A Long Bridge to Where?
A Long Bridge to Where?
“The best the ECB can do is to buy time in the hope that other policy-making entities with better instruments will step in, both at the national and regional levels”
-Mohammed El-Erian, Former CEO of PIMCO
There was certainly no shortage of action in the markets this week. Following a week when the Swiss France made a 30 per cent move in a matter of seconds, it would have been hard to believe we could match the week prior in terms of volatility and excitement. We are currently witnessing an undeniable shift in monetary policy. Six years since a financial crisis, and just recently the consensus was for an improving economy and a rising rate environment, but instead we are now seeing round two of central bank stimulus with a number of G20 central banks participating.
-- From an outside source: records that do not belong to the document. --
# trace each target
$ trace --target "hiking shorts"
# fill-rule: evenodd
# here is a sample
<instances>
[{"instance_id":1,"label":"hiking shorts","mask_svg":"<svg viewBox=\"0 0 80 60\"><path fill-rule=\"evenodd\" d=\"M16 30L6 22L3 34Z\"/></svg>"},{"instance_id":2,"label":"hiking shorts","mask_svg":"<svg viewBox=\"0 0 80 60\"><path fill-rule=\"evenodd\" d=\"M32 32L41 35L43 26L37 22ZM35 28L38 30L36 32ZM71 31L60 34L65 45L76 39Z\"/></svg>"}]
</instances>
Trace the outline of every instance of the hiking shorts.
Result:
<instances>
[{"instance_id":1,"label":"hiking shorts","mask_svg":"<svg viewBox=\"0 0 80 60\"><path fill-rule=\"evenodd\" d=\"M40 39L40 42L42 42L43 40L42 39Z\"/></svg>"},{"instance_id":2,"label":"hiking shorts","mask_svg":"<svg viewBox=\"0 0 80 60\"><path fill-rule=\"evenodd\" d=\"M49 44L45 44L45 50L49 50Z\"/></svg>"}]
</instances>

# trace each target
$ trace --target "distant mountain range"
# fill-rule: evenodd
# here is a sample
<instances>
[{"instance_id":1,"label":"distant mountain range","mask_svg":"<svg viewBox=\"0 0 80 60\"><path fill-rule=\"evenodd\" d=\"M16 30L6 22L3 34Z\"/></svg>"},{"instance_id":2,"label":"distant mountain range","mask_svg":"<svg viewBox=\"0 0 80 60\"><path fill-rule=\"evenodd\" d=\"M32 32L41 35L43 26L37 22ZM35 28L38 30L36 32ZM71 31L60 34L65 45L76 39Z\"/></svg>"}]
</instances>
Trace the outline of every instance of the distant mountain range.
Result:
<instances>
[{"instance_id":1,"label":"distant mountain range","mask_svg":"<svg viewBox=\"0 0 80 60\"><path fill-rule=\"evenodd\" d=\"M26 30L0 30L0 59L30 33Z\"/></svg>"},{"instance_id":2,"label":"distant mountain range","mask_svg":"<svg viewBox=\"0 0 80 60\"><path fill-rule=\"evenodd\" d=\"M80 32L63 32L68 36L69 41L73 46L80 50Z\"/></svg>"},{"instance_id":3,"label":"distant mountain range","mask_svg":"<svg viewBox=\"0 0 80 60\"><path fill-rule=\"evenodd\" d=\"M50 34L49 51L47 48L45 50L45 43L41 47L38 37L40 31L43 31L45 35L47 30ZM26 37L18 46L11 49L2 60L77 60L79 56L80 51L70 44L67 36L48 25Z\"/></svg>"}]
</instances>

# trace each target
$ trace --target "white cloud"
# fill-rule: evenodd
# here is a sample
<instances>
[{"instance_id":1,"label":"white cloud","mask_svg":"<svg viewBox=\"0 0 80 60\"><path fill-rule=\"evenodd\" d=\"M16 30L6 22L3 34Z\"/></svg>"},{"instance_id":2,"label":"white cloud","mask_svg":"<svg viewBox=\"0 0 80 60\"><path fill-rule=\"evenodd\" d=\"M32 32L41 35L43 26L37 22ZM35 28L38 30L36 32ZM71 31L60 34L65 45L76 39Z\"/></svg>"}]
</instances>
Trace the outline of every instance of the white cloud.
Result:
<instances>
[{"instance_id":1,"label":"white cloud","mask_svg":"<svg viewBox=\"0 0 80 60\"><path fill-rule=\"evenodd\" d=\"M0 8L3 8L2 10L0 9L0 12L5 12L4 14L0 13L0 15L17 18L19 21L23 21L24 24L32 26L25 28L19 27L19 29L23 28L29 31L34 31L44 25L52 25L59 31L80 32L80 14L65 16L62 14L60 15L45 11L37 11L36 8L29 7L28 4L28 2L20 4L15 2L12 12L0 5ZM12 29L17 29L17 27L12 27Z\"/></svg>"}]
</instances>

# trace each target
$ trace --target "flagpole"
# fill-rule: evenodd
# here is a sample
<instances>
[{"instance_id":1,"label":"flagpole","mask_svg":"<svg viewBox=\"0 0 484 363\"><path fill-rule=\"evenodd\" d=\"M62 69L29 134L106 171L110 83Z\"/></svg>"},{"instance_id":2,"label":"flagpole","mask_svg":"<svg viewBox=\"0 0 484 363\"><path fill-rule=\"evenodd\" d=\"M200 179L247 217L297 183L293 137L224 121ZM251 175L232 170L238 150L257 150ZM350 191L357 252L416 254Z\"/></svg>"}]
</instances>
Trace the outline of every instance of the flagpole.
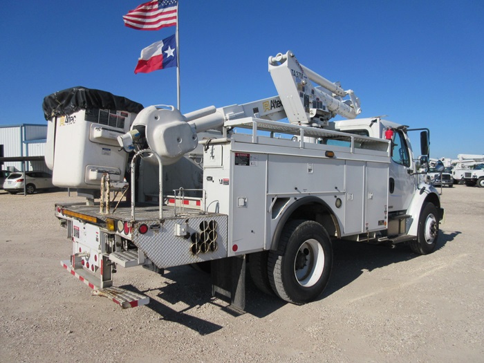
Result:
<instances>
[{"instance_id":1,"label":"flagpole","mask_svg":"<svg viewBox=\"0 0 484 363\"><path fill-rule=\"evenodd\" d=\"M178 41L178 19L180 14L178 13L178 3L176 4L176 95L177 95L177 108L180 110L180 43Z\"/></svg>"}]
</instances>

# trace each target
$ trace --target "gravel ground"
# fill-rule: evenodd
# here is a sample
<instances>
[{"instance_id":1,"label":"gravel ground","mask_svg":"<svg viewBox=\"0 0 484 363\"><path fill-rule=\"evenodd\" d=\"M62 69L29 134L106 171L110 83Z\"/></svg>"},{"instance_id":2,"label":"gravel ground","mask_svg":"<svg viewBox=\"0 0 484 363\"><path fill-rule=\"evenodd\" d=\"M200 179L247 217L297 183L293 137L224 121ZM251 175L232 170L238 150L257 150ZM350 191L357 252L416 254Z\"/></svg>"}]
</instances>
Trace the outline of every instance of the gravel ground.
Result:
<instances>
[{"instance_id":1,"label":"gravel ground","mask_svg":"<svg viewBox=\"0 0 484 363\"><path fill-rule=\"evenodd\" d=\"M2 362L484 362L484 189L443 189L434 253L337 243L319 300L297 306L248 282L238 316L185 266L118 269L115 286L146 293L146 306L92 296L59 263L71 246L53 204L76 199L0 191Z\"/></svg>"}]
</instances>

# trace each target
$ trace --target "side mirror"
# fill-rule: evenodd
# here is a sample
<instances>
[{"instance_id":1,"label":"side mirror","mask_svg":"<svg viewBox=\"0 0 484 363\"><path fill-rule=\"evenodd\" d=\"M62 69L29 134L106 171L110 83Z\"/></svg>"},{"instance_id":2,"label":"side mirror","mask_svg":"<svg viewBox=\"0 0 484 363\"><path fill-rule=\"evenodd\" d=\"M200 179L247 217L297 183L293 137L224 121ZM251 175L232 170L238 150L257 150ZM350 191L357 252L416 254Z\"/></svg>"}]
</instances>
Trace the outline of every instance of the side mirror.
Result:
<instances>
[{"instance_id":1,"label":"side mirror","mask_svg":"<svg viewBox=\"0 0 484 363\"><path fill-rule=\"evenodd\" d=\"M429 133L427 131L420 133L420 155L429 156Z\"/></svg>"},{"instance_id":2,"label":"side mirror","mask_svg":"<svg viewBox=\"0 0 484 363\"><path fill-rule=\"evenodd\" d=\"M442 173L445 170L445 167L444 166L444 163L442 162L442 160L438 160L436 164L436 170L439 173Z\"/></svg>"},{"instance_id":3,"label":"side mirror","mask_svg":"<svg viewBox=\"0 0 484 363\"><path fill-rule=\"evenodd\" d=\"M429 167L429 157L427 155L419 156L418 163L420 165L421 168L427 169Z\"/></svg>"}]
</instances>

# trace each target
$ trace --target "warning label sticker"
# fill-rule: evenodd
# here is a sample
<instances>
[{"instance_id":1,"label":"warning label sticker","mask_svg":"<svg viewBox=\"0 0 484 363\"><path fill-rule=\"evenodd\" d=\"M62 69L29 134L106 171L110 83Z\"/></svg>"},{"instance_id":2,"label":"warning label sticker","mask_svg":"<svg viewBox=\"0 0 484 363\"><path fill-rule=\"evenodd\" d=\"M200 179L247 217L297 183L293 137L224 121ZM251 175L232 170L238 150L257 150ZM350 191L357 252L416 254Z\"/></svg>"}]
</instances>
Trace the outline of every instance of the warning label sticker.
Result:
<instances>
[{"instance_id":1,"label":"warning label sticker","mask_svg":"<svg viewBox=\"0 0 484 363\"><path fill-rule=\"evenodd\" d=\"M235 153L235 165L249 166L250 165L250 154L248 153Z\"/></svg>"}]
</instances>

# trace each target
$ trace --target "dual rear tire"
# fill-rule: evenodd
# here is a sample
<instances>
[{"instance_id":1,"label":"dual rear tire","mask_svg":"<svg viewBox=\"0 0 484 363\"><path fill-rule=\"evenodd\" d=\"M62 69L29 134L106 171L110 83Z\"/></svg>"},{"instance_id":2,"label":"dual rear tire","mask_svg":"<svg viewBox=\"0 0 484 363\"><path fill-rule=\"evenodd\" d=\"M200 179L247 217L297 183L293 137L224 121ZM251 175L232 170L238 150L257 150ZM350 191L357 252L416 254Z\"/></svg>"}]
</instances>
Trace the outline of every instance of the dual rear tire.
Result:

The surprise for the markets this week was provided by the European Central Bank. Somehow the ECB was able to deliver investors an open ended stimulus program that exceeded expectations. The oft-quoted Mario Draghi line from the summer of 2012 pledging to do whatever it takes to preserve the Euro finally came to fruition. The ECB President, Mr. Draghi and his team of central bankers delivered a US Fed style open ended stimulus aimed to buoy risk assets and support the sovereign debt markets of member nations. The question is, will it work?
The shortfall with Quantitative Easing in the United States was very simply the fact that there were no complimentary fiscal policies. Too many analysts and commentators concentrate on the actions of central bankers and whether or not there policies are justified. This is the wrong question to be asking.
A prime example of this was the Swiss National Bank’s decision last week to abandon the peg. Their balance sheet had grown so exponentially, and would have been under even more pressure to support the Franc given the action seen in the Euro this week. Abandonment was more an inevitability than a decision. And in the United States, 2008 and 2009 saw credit markets freeze and a slow response in terms of fiscal policies. The Fed bought time for the economy by keeping rates near zero, keeping downward pressure on long term debt markets, and an imperfect response, but created a wealth effect in the equity markets to hope for increased consumption and spending in the economy.
Similarly, the Europe Union will see similar outcomes, but faces similar challenges. Moreover, the situation there is posed as even more challenging given already politically unpopular and unfavourable policies and social unrest. One common example of this, and has been evident through the Euro Crisis is small businesses through Europe cannot get affordable credit and loans because the financial institutions don’t want the risk. The transmission of the process undertaken by the ECB to the financial institutions to the lenders is broken, and that’s just one task to fix.
Mohammed El-Erian’s quote above addresses the shortfall in the ECB’s policies. Many have referred to these coordinated actions by central banks as building a bridge to nowhere. I don’t like to be that pessimistic. But the point is that monetary policy will not be a sufficient solution to spurring economic activity should they not be accompanied by policies from fiscal and regional levels of government. Time will tell if my views will have to shift.